In the case of Rust, this means that attempting to represent a procedure that returns multiple values,
or returns a larger-than-machine-word type, such as Word
, will trigger the implicit transformation
described above, as this is allowed by the standard Rust calling conventions. Since various Miden
procedures that are part of the standard library and the transaction kernel are affected by this,
the question becomes “how do we define bindings for these procedures in Rust?”.
The solution is to have the compiler emit glue code that closes the gap between the two ABIs. It does so by generating adapter functions, which wrap functions that have an ABI unrepresentable in Rust, and orchestrate lifting/lowering arguments and results between the adapter and the “real” function.
When type signatures are available for all Miden Assembly procedures, we can completely automate this process. For now, we will require a manually curated list of known procedures, their signatures, and the strategy used to “adapt” those procedures for binding in Rust.
Background¶
After analyzing all of the functions in the transaction kernel API, the most common cause of a mismatch between Miden and Rust ABIs, is due to implicit “sret” parameters, i.e. the transformation mentioned above which inserts an implicit pointer to the caller’s stack frame for the callee to write the return value to, rather than doing so in a register (or in our case, on the operand stack). This seems to happen for any type that is larger than 8 bytes (i64).
Tip
For a complete list of the transaction kernel functions, in WIT format, see miden.wit.
For most transaction kernel functions, the adapter function can be generated automatically using the pattern recognition and adapter functions described below.
Prerequisites¶
- The compiler must know the type signature for any function we wish to apply the adapter strategy to
Implementation¶
The compiler will analyze every component import to determine if that import requires an adapter, as determined by matching against a predefined set of patterns. The adapter generation will take place in the frontend, as it has access to all of the needed information, and ensures that we do not have any transformations or analyses that make decisions on the un-adapted procedure.
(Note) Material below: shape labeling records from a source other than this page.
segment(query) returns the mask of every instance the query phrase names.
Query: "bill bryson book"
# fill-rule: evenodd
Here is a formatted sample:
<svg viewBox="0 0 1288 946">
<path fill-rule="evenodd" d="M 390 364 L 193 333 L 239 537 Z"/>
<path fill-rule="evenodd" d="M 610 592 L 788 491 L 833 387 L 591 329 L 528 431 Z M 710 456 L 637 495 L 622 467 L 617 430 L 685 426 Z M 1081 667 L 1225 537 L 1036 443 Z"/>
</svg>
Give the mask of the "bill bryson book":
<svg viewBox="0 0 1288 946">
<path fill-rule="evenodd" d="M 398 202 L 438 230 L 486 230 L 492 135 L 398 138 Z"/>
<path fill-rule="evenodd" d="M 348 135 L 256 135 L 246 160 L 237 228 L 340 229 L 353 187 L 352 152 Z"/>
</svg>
The following pseudo-code can be used to recognize the various Miden ABI patterns:
pub enum MidenAbiPattern {
/// Calling this procedure will require an sret parameter on the Rust side, so
/// we need to emit an adapter that will lift/lower calls according to that
/// strategy.
ReturnViaPointer,
/// The underlying procedure is fully representable in Rust, and requires no adaptation.
NoAdapterNeeded,
}
pub struct MidenAbiPatternRecognition {
pattern: Option<MidenAbiPattern>,
component_function: ComponentFunctionType,
wasm_core_func: Signature,
tx_kernel_function: Signature,
}
pub fn recognize_miden_abi_pattern(
component_function: &ComponentFunctionType,
wasm_core_func: &Signature,
tx_kernel_func: &Signature) -> MidenAbiPatternRecognition {
if wasm_core_func == tx_kernel_func {
return MidenAbiPatternRecognition {
pattern: Some(NoAdapterNeeded),
component_function,
wasm_core_function,
tx_kernel_function,
};
} else if component_function.returns[0].byte_size > 8 && wasm_core_func.params.last() == I32 {
return MidenAbiPatternRecognition {
pattern: Some(ReturnViaPointer),
component_function,
wasm_core_function,
tx_kernel_function,
};
} else {
return MidenAbiPatternRecognition {
pattern: None,
component_function,
wasm_core_function,
tx_kernel_function,
};
}
}
The following pseudo-code can then be used to generate the adapter function:
pub fn generate_adapter(recognition: MidenAbiPatternRecognition) {
match recognition.pattern {
Some(pattern) => generate_adapter(
pattern,
recognition.component_function,
recognition.wasm_core_function,
recognition.tx_kernel_function
),
None => use_manual_adapter(
recognition.component_function,
recognition.wasm_core_function,
recognition.tx_kernel_function
),
}
}
/// Escape hatch for the cases when the compiler can't generate an adapter function automatically
/// and we need to provide the adapter function manually.
pub fn use_manual_adapter(...) {
// Find and use the manual adapter in the adapter library for the tx_kernel_function
}
The manual adapter library is a collection of adapter functions that are used when the compiler can’t generate an adapter function automatically so its expected to be provided. The manual adapter library is a part of the Miden compiler. It is not anticipated that we will have many, or any, of these; however in the near term we are going to manually map procedures to their adapter strategies, as we have not yet automated the pattern recognition step.
Return-via-pointer adapter¶
The return value is expected to be returned by storing its flattened representation in a pointer passed as an argument.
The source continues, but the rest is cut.